Я тороплюсь, мне некогда. Мне хотелось бы пред отъездом сызнова побывать всюду, видеть все, вдоволь всем налюбоваться; хотелось бы разом обнять весь Каир— так, чтобы самого малого местечка не осталось необъятым. В какой-то духовной жажде сную я но улицам. Летят мне на встречу роскошные ландо, предшествуемые бегунами; слоняются мулаты и Арабы с рубцами на щеках и на губах [156], женщины — ходячие тайны, в темных покрывалах, продавцы рыбы, бьющейся в деревянных клетках, вожаки мандрилей; голые дети плачут, сидя верхом на матерях, или играют в пыли, приголубленный южным солнцем; в широко растворенных кузнях, чуть не на мостовой, куют на руках лошадей: у овощных лабазов ревут разгружаемые верблюды; звенят менялы, вопят разносчики, всхлипывают ослы, — и любы мне блеск, и гул, и суматоха дикого, но несравненного города…

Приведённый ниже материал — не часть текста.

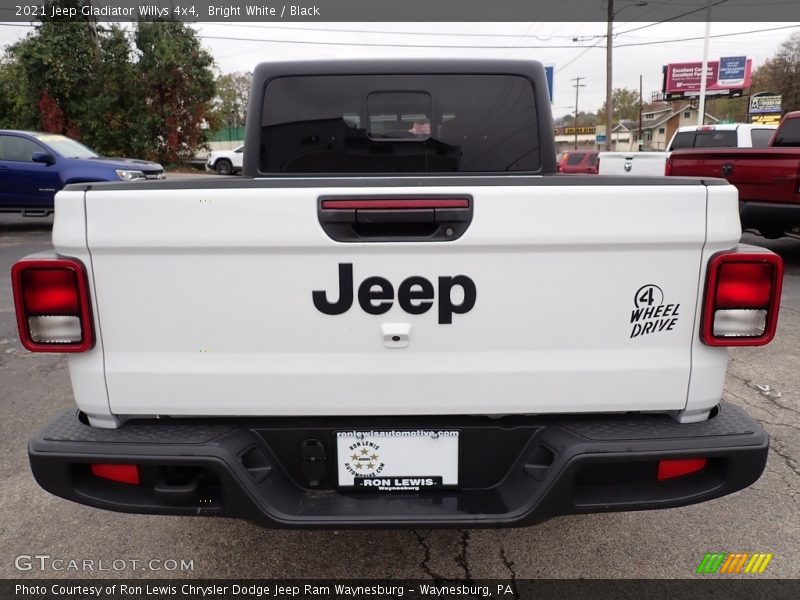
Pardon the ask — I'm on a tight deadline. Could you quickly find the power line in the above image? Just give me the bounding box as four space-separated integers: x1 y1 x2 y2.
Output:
616 25 800 48
0 21 800 50
614 0 728 35
198 23 575 42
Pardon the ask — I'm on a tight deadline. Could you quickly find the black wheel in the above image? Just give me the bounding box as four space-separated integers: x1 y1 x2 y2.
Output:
214 158 233 175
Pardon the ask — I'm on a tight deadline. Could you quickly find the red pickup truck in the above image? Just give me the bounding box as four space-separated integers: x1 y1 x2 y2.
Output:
665 111 800 239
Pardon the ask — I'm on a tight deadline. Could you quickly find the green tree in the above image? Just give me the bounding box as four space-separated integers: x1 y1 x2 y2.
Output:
134 21 214 163
0 0 214 163
597 88 639 124
6 15 98 139
214 71 253 127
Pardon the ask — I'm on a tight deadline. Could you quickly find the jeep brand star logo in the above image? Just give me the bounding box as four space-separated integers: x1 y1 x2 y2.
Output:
311 263 477 324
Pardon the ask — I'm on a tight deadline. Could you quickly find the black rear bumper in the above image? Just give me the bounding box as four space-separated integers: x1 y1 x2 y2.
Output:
29 403 769 528
739 200 800 235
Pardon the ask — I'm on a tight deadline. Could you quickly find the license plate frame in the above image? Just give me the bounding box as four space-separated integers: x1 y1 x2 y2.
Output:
335 429 461 492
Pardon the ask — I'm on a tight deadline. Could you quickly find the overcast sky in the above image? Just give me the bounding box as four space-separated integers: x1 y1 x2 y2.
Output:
0 19 800 117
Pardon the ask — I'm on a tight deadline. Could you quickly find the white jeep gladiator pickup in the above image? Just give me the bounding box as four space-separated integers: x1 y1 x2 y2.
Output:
12 60 782 527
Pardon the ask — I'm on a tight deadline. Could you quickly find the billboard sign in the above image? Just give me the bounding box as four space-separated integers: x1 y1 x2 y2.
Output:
750 114 781 125
747 94 783 115
717 56 747 87
664 56 753 98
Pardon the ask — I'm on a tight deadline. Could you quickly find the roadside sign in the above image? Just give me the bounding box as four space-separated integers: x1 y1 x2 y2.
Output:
544 67 553 104
750 114 781 125
748 94 783 115
717 56 747 87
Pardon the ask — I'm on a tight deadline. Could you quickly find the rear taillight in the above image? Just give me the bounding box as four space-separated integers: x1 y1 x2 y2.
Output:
701 251 783 346
657 458 707 481
91 463 140 485
11 258 94 352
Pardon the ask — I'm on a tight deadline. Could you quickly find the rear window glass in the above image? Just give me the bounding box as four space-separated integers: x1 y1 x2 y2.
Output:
750 129 775 148
694 129 737 148
774 119 800 146
259 75 540 174
669 129 737 150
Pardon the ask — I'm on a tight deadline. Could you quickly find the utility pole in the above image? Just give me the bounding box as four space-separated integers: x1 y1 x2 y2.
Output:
697 0 711 127
606 0 614 150
638 75 644 151
606 0 648 150
572 77 586 150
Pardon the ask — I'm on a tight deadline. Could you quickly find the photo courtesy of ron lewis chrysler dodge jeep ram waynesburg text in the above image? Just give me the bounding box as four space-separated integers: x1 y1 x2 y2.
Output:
13 60 783 527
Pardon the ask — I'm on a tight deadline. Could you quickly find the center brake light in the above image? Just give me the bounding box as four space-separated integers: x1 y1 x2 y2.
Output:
11 258 94 352
701 250 783 346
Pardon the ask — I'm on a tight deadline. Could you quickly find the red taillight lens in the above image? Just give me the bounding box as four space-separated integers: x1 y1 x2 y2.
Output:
701 250 783 346
91 464 139 485
22 268 79 315
657 458 707 481
321 198 469 210
11 258 94 352
715 262 775 309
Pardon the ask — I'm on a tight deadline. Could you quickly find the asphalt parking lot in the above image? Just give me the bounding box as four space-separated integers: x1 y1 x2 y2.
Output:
0 215 800 579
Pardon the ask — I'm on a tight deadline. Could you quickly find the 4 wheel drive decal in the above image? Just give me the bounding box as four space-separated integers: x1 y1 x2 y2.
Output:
630 283 681 338
311 263 477 325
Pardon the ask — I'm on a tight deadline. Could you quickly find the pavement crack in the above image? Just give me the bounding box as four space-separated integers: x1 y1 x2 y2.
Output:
500 546 520 600
769 438 800 477
454 529 472 581
413 529 444 581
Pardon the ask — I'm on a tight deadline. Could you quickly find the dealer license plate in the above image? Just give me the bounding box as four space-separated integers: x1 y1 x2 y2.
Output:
336 430 459 492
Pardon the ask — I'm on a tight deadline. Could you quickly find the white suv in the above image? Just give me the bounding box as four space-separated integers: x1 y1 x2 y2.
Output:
206 145 244 175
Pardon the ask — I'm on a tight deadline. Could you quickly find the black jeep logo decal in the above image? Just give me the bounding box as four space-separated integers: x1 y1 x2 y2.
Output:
311 263 477 324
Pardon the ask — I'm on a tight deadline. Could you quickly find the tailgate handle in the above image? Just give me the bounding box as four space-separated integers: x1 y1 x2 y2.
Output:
318 196 472 242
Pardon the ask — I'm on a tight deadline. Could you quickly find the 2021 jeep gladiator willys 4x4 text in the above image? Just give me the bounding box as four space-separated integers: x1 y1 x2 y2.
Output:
13 60 782 527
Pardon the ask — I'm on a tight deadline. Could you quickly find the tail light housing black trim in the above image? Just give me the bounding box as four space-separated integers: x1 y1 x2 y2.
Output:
11 258 94 352
700 250 783 346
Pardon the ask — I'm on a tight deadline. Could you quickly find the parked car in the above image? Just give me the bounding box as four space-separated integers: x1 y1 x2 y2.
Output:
598 123 776 176
17 59 783 529
0 130 164 216
206 145 244 175
666 111 800 239
558 150 598 175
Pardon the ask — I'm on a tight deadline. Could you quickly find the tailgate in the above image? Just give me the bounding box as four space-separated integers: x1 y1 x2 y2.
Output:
598 152 667 177
86 177 707 415
670 148 800 203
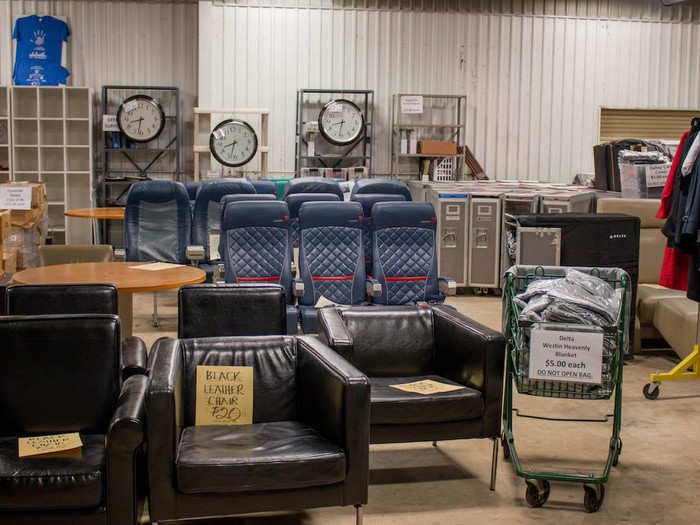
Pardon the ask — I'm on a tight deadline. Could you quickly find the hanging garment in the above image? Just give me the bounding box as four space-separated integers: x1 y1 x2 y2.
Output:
656 130 690 219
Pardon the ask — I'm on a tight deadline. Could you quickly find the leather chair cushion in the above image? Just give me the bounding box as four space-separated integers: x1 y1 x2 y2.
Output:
338 306 435 377
637 284 685 325
0 434 105 510
176 421 345 494
370 375 484 425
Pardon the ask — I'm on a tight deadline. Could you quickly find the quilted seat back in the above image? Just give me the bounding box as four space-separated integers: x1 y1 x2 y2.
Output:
372 202 439 305
192 179 255 263
124 180 192 264
220 201 292 301
299 202 365 306
284 193 343 248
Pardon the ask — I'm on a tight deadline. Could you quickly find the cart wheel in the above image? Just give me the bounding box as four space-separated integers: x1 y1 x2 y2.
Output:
583 484 605 512
501 434 510 461
525 479 549 507
613 439 622 467
642 383 661 400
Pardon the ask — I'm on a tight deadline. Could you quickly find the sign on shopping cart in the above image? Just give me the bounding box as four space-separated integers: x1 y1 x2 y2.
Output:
529 326 603 385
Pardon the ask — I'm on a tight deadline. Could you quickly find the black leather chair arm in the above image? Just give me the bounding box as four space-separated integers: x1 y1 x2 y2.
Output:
433 306 506 437
120 336 148 381
107 375 148 524
318 307 352 354
297 337 369 505
146 338 183 516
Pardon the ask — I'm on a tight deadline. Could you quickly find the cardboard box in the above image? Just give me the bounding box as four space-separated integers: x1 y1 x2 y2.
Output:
0 181 46 208
2 247 17 273
418 140 457 155
0 210 10 244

На «Муски», где красные товары выпираются из окон, из дверей и из огромных во всю лавку пробоев, трудно определить, что пестрее: вещи в магазинах или люди наружи. Толпа течет беспрерывным, звучным потоком, не поймешь только, в какую сторону. В мечетях — прохладный сумрак и благоговейная тишина. Как выходец из мусульманской могилы, в тюрбане и саване, плывет впереди мулла, скользя по плитам босыми ногами. В городском саду Эзбекие, над цветами порхают бабочки, и задумчивые лебеди едят у меня хлеб из рук. В театре взвивается тот же занавес с изображением Измаил-паши на ступенях Парфенона. Сам оригинал занимает литерную ложу. В ложе рядом сидят старшие его сыновья: Мохамед-Тевфик и Гуссейн-Киямиль и с ними Якуб-хан, посланник Кашгарского эмира. Огни сияют, избитая французская оперетка в полном разгаре, актрисы под взвизгивания скрипок поют развеселые куплеты, публика аплодирует… А на дворе безмолвие, полнолуние и сказочная ночь.